Convergence Comparison

fig, ax = plt.subplots(figsize=(7, 4.5))
ax.loglog(ns_comb_lag,  err_comb_lag,  "v--", color="#9467BD", lw=2,
          label="Combination, Lagrange")
ax.loglog(ns_comb_lin,  err_comb_lin,  "^--", color="#7F7F7F", lw=2,
          label="Combination, piecewise linear")
ax.loglog(ns_comb_quad, err_comb_quad, "s--", color="#E6550D", lw=2,
          label="Combination, piecewise quadratic")
ax.loglog(ns_loc_lin,   err_loc_lin,   "o-",  color="#1F77B4", lw=2,
          label="Local adaptive, $p_{\\max}=1$")
ax.loglog(ns_loc_quad,  err_loc_quad,  "D-",  color="#2CA02C", lw=2,
          label="Local adaptive, $p_{\\max}=2$")
ax.set_xlabel("Number of function evaluations")
ax.set_ylabel("RMSE on test set")
ax.set_title("$1/(|0.3-\\xi_1^2-\\xi_2^2|+0.1)$")
ax.legend(fontsize=9)
ax.grid(True, which="both", alpha=0.3)
fig.tight_layout()
plt.show()
Figure 1: RMSE vs. number of evaluations. Locally adaptive grids (solid) reach a given accuracy with substantially fewer evaluations than the combination technique (dashed). The combination technique spreads nodes uniformly along each axis; local refinement concentrates them on the ridge.

Point Distributions

The advantage is visible in the node placement: the combination technique refines whole axes uniformly, while local refinement clusters points along the ridge \(\xi_1^2 + \xi_2^2 = 0.3\).

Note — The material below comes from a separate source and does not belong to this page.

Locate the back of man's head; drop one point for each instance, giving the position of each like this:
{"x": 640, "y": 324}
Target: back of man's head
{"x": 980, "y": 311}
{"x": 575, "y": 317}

Figure 2: Selected nodes. Left: dimension-adaptive combination technique with piecewise linear basis — uniform refinement along each axis. Right: locally adaptive hierarchical grid — refinement concentrated on the ridge.

Why Local Adaptivity Wins

The combination technique selects whole subspaces. When the indicator identifies a dimension as important it refines the entire axis to the next level — adding nodes uniformly even in smooth regions far from the ridge. Local adaptivity instead refines the single point with the largest surplus, so evaluations concentrate where the function is hardest to approximate.

Summary

Method Refines Behavior on localized features API
Combination, piecewise Whole subspaces Uniform refinement along important axes; wastes evaluations in smooth regions SingleFidelityAdaptiveSparseGridFitter + PiecewiseFactory
Local adaptive (\(p_{\max}{=}1\)) Single points Concentrates evaluations on the feature SingleFidelityHierarchicalFitter + HierarchicalBasis1D(p_max=1)
Local adaptive (\(p_{\max}{=}2\)) Single points Same concentration; higher accuracy in smooth regions HierarchicalBasis1D(p_max=2)

Exercises

  1. Set downward_closed=False in run_local. Does the convergence curve improve or degrade? Inspect the point distribution to explain.
  2. Replace target_fn with a smooth function such as \(\cos(\pi \xi_1)\cos(\pi \xi_2/2)\). Does the local-vs-combination gap shrink, grow, or stay the same?
  3. Reduce max_pts to 100. Is the gap between the two methods already visible at small budgets?